A recent example supports the case. The EC granted equivalence to trading venues in the US, Hong Kong, Australia and Switzerland in mid-December 2017, within a month of the go-live date for MiFID II/MiFIR. The expedited equivalence decisions permitted investment firms using these foreign trading venues to fulfill the EU trading obligation in respect of shares. Even though the EC found that Switzerland met all of the statutory conditions required for an equivalent trading venue, it nevertheless limited the decision to a period of one year, then extended a further six months to 30 June 2019, purportedly “[t]o ensure the integrity of financial markets in the Union.”2 Any subsequent decision to  extend that period would depend on “progress made towards the signature of an Agreement establishing [a] common institutional framework.” Swiss officials viewed this as a political maneuver in ongoing negotiations surrounding the more than 100 bilateral agreements which form the basis of the country’s relationship with the EU. The potential for re-assessment, or indeed the expiration of equivalence is being leveraged to motivate the Swiss government to develop an agreeable legal framework, potentially one that matches the letter more than merely the spirit of EU rules in order to retain access to an essential neighboring market.

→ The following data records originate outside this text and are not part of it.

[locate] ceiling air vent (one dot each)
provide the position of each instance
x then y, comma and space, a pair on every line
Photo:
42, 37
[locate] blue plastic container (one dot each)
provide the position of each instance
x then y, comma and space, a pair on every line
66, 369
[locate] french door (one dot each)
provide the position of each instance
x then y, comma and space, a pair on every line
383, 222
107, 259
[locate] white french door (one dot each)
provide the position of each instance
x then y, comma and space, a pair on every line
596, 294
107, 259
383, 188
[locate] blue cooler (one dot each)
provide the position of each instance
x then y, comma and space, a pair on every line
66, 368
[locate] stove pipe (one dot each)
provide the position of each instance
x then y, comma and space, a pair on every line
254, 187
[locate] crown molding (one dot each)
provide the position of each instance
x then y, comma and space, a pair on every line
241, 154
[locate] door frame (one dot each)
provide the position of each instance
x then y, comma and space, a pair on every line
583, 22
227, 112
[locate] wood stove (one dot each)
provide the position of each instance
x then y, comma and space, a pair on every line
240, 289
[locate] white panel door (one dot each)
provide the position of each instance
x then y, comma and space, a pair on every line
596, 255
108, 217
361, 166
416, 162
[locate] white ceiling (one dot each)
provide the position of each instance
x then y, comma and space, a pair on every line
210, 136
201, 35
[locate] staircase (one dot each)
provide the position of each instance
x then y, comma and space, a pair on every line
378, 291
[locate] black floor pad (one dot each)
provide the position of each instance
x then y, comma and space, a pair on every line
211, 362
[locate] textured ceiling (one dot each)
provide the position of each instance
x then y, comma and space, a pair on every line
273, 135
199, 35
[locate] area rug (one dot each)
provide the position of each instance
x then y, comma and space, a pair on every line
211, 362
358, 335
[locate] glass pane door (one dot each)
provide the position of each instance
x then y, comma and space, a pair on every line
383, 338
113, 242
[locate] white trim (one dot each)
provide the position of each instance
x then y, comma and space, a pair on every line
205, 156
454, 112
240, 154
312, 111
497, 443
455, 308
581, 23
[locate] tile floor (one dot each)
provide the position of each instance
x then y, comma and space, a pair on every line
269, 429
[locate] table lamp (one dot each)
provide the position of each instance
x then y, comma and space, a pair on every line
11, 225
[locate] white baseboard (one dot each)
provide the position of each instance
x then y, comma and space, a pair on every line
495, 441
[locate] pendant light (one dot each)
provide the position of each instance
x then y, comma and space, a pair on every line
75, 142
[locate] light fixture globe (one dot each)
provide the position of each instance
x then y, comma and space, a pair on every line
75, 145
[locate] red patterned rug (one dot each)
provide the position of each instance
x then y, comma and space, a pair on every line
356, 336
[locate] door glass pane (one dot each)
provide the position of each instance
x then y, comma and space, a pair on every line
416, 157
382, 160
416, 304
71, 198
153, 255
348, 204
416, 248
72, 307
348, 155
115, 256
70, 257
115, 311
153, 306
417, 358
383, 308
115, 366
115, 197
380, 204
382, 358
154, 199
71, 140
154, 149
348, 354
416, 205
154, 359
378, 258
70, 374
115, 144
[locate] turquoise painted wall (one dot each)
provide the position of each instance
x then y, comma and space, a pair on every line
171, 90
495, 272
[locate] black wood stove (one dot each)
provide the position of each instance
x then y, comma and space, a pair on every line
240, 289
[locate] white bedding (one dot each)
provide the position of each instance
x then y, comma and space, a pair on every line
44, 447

As of 1 July 2019, Switzerland’s temporary equivalence under MiFID II/MiFIR expired while changes to national laws progress through the legislature.


This list is indicative, not exhaustive. There are other examples. There is evidence that non-EU firms implemented the higher EU standards globally for research and technological enhancements for MiFID II/MiFIR reporting requirements. As the EU continues to refine its regulation of financial markets, it is poised to increase its influence across the global financial spectrum, particularly in areas where it is the first to impose comprehensive regulations. Regulators have already proposed incorporating sustainable finance considerations into MiFID II/MiFIR, and policymakers are also exploring the regulation of cryptocurrencies. The new European General Data Protection Regulation, more commonly known as GDPR, has expanded the reach of EU regulation of data privacy well beyond the financial services industry. Such expansive reach and global impact were once almost exclusively within the purview of the United States which leveraged access to its strong currency and stable financial markets to further its foreign policy goals.

Lastly, a couple of thoughts on Brexit and the flow of influence in both directions between the EU and the UK First, in order to retain access to EU markets and customers, the UK will have to achieve equivalence as a third country with current and future EU laws and regulations. Although events are still in flux, at last check, it was still the Government’s intention to incorporate all current EU laws into UK law, then Parliament will decide over time which provisions to retain, amend or repeal. In financial services, most provisions will likely remain, keeping the UK bound to the EU in the very manner hardline Brexiteers have so vehemently protested, that is, enforced compliance without an effective voice at the table. This highlights yet another regrettable aspect of the UK’s departure from the EU. The contributions of UK regulators and technical experts during the development of the post-crisis financial regulations offered a sound counterbalance to continental tendencies to prioritize retail investor protection considerations over the practical implications for capital markets. Tilting the balance in either direction is flawed. EU policymakers and regulators will in turn bear the loss of the UK’s influence and technical expertise in capital markets – admittedly of its own volition – over ongoing risk monitoring and assessments, policy development, and decision-making in the EU.